Holy Cow! Alert: Two “Holy hell!”s, one “Holy crap!”, five “Holy shit!”s, two “Holy fuck!”s.
And Now, A Word From Ana’s Subconscious Alert:
- [Ana wonders if it’s really so surprising that she could be dating a man like Christian] Yes, frankly – look at him – my subconscious snaps. [Ana mentally replies to her subconscious with “Oh, shut up! Who invited you to the party?”]
- [Christian seems annoyed after Ana asks him a question, but Ana resolves not to back down] My subconscious is nervous, anxiously biting her nails – this could go either way.
Does “Inner Goddess” Mean What I Think It Means? Alert:
- [Ana is excited that Christian’s here to see her] My inner goddess leaps up cheering from her chaise longue.
- [Ana acts more forward than usual with Christian, and he gets visibly wary] My inner goddess gazes at him in quiet, surprised speculation.
- [Christian admits to having been shocked when Ana wore Christian’s underwear in an earlier chapter] My inner goddess pole-vaults over the fifteen-foot bar.
That’s Too Many Inner Voices For One Sentence Alert:
- [Christian asks Ana how she feels about their potential relationship as described by the contract] Truth or dare time – my subconscious and inner goddess glance nervously at one another.
Boring Dirty Talk Alert:
- “Do you have a hair tie?”
- “I’m going to have you in the bathroom, Anastasia.”
- “Carry on,” he orders, and stands back watching me.
- “When did you start your period, Anastasia?”
- “Don’t touch me,” he pleads, and releasing my wrists, he grabs my hips.
Oh My!
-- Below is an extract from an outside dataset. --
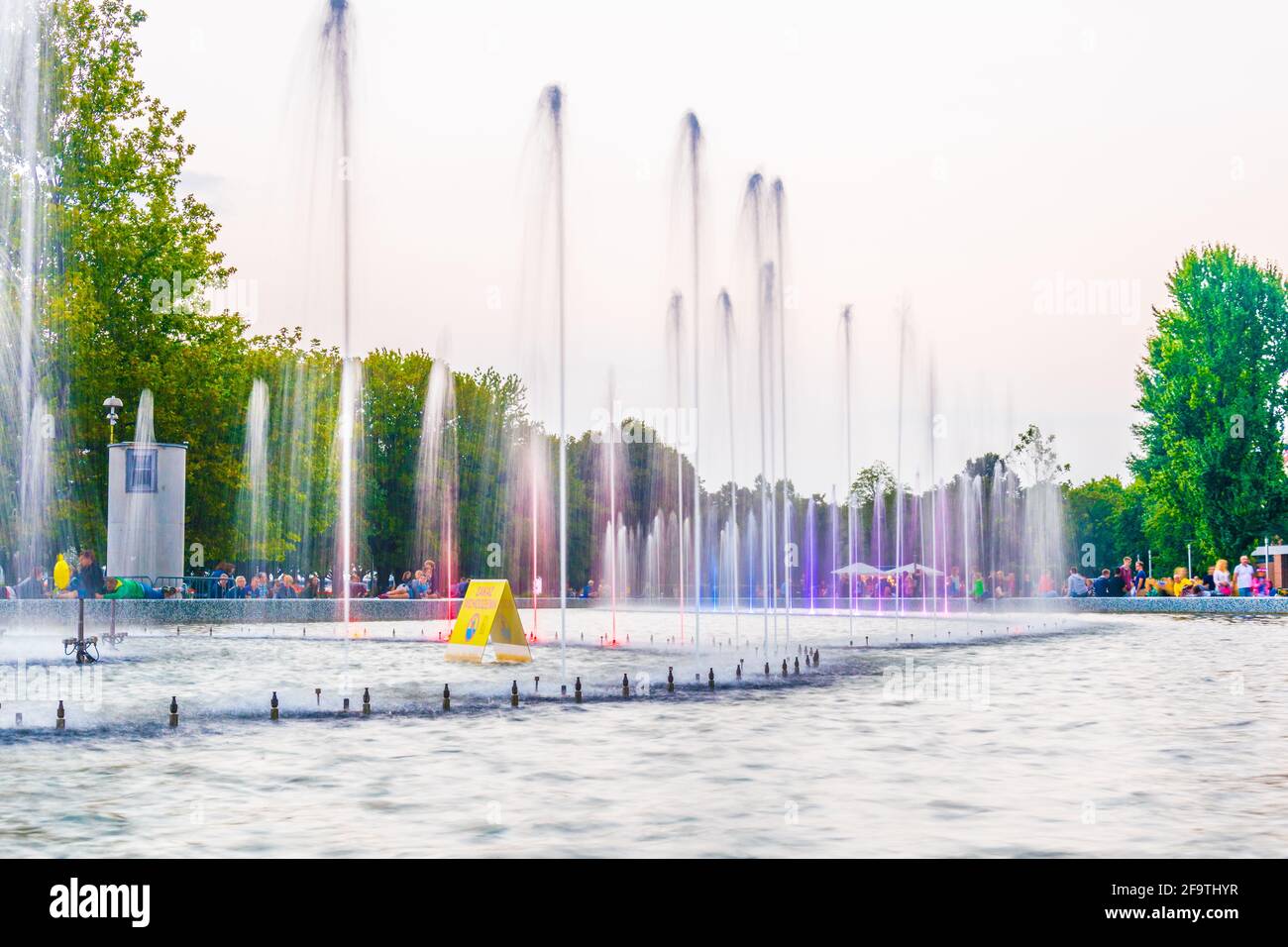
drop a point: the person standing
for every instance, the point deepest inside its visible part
(1222, 578)
(1244, 577)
Alert: Thrice.
Thoughts So Far:
It’s been so long since I did a Fifty Shades review that I feel almost as though I’m viewing it with fresh eyes; however, my fresh eyes have noted nothing new and are merely very surprised at just how awful this book is. There are literally middle schoolers who can write better than this. I’m not exaggerating.
No new issues have been raised, really; it’s all the same shit from earlier, plus two completely gratuitous sex scenes and a total lack of understanding of how alcohol works (though those are hardly new in Fifty Shades, either). What do I even say to this book anymore? It’s gross and stupid, yes, but we’ve been over that already.
However, I need to point out that we’re only a few chapters from the end and the book isn’t building to any sort of climax. Granted, this series was originally written as one long fanfic, but nonetheless, there’s no sense of “this book is gonna end soon” like there should be.